Most business owners seem to think they can put an accurate value on their company, but this can make all the difference when trying to sell your business. Unfortunately, what many sellers do not understand is that they are emotionally invested in their business and more often than not, have unrealistic valuations. Since most qualified buyers have already wasted time with sellers who have unrealistic expectations, companies with high multiples will often times get passed over and experienced buyers won’t even take the time to explore the opportunity further. As a result, there are a substantial number of businesses that do not sell because they are overpriced or the seller is unwilling to negotiate fair market value with a potential buyer.

 

Real Estate vs Business Valuation

Market comparisons for real estate are well-established and publicly available, making it easy to value. For example, a home owner is looking to sell their house. After reviewing similar comps in the local market with same number of bedrooms and bathrooms, the average sale price is approximately $500K. If that home owner puts an asking price of $1MM for their home, essentially wanting double the price over houses in the same area, we all know what will happen. The home owner will become frustrated and either pull the property from the market months down the road or have to sell for a reduced price after all the qualified buyers purchase other reasonably priced houses. This is obviously a huge waste of time and energy for the home owner.

 

On the other hand, valuations for businesses have moving parts and are completely different than real estate, making them more difficult to value. There are a number of variables to consider but the simplest valuation includes a multiple of earnings before interest, taxes, depreciation and amortization (EBITDA). Depending on the industry, these valuations typically range anywhere from 1x to 5x multiples of EBITDA. For this reason, an unrealistic business valuation is the same as an overpriced piece of real estate. If comparable businesses in the industry are selling at 2.5x EBITDA multiples and a seller goes to market with a 10x EBITDA multiple, expect similar results. The seller is going to waste not only time and energy but money as well.

 

Common Reasons for Unrealistic Valuations

Besides being emotionally invested in their company, sellers often display symptoms common to most business owners once the decision has been made to sell.

 

The most common reason for unrealistic valuations is when a seller compares their business to public or viral online companies such as Facebook, Instagram, Pinterest, Uber, etc. These companies have raised millions in capital and registered millions of users, so comparing these biggest companies in the world to ordinary businesses for sale is completely unreasonable. The traditional company seller is not going to get a 50x EBITDA multiple nor should they expect this from a buyer.

 

Another common reason for unrealistic sellers is when valuations are based solely on sales revenues. Sellers will be disappointed if they only look at sales revenues and decide the company made $3MM in sales last year, so the valuation should be at least $3MM. Business owners need to understand that millions of dollars in sales is applaudable but if that same company made $3MM in sales but only $500K in EBITDA, fair market valuation will most likely be less than expected.

 

This is also the case when sellers look only at net income. A misperception in the industry is created when a business owner thinks because their net income increased, the valuation multiple should as well. While it is much more attractive to a buyer when a company has higher EBITDA figures, this doesn’t mean that the valuation will improve from an average 3x multiple to 4x.

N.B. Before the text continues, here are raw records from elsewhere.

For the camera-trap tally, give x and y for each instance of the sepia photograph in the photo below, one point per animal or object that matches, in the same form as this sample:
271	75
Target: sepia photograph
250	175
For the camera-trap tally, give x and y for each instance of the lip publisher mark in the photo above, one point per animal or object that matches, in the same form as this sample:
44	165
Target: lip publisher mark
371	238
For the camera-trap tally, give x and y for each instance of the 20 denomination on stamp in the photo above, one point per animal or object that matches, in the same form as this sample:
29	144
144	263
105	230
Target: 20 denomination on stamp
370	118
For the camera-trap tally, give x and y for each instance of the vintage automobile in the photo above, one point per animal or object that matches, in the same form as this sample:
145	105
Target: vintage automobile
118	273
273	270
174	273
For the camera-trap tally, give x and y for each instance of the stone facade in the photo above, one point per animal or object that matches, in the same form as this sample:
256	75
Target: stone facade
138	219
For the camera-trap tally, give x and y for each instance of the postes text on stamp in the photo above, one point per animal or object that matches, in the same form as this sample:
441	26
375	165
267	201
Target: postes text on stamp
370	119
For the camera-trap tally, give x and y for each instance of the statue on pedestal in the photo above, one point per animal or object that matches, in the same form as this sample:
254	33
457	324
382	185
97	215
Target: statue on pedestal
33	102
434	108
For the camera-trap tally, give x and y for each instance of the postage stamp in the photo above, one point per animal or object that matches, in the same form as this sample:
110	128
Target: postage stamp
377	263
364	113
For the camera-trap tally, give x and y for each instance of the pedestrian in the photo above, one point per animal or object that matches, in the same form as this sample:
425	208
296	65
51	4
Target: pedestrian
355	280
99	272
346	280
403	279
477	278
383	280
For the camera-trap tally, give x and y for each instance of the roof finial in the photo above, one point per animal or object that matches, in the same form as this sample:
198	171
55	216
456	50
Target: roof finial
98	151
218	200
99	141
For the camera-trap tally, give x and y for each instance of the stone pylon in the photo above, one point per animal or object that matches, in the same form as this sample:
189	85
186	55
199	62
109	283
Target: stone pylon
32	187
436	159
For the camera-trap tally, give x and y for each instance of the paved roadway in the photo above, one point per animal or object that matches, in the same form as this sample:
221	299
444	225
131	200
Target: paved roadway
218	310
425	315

The most obvious reason for an unrealistic business valuation involves sellers’ requirements or wants. Ignoring fair market valuation for a company and instead going to market because a seller needs “this many” millions of dollars is more common than you would guess. Retirement is a normal reason for a business owner to sell a company and buyers understand, but don’t think those buyers are willing to pay a premium for retirement. No matter what the reason for selling, buyers are only willing to purchase a business at fair market value and usually, they want a better deal than that.

 

Institutions and experienced buyers will only pay market value based on an industry EBITDA multiple that is reasonable. Unfortunately, the most important figures that buyers examine are bottom-line revenues and how much cash the company is actually bringing in year over year (YOY). When a business owner tries to add value from inventory, equipment, assets and non-cash flows that don’t produce revenues for the company, there may be a disconnect in valuation between buyer and seller. If a business owner paid $400K for equipment or $300K for inventory last year, it’s not likely a buyer will pay full price for that equipment and inventory at closing.

 

Conclusion

While most sellers seem to think they can put an accurate value on their company, more often than not, these business owners are emotionally invested and have unrealistic business valuation expectations. Experienced buyers have likely purchased companies in the past and unfortunately for sellers, won’t even take the time to examine overpriced or high multiple businesses for sale on the market. These buyers understand what dealing with an unrealistic seller means and as a result, there are a high percentage of businesses that do not sell because the company owner is unwilling to negotiate fair market value.

 

Sellers often display symptoms common to most business owners once the decision has been made to sell. It is very important for companies to take the advice of a professional mergers and acquisitions firm that can guide sellers through the valuation process and price the company appropriately for a sale. The majority of traditional businesses for sale will not come close to a Facebook or Instagram valuation and therefore, will not get 50x EBITDA multiple for their company. Since a trusted M&A advisor has closed hundreds of deals and knows the market inside and out, sellers can save not only time and effort from the frustration of an overpriced valuation but more importantly, money.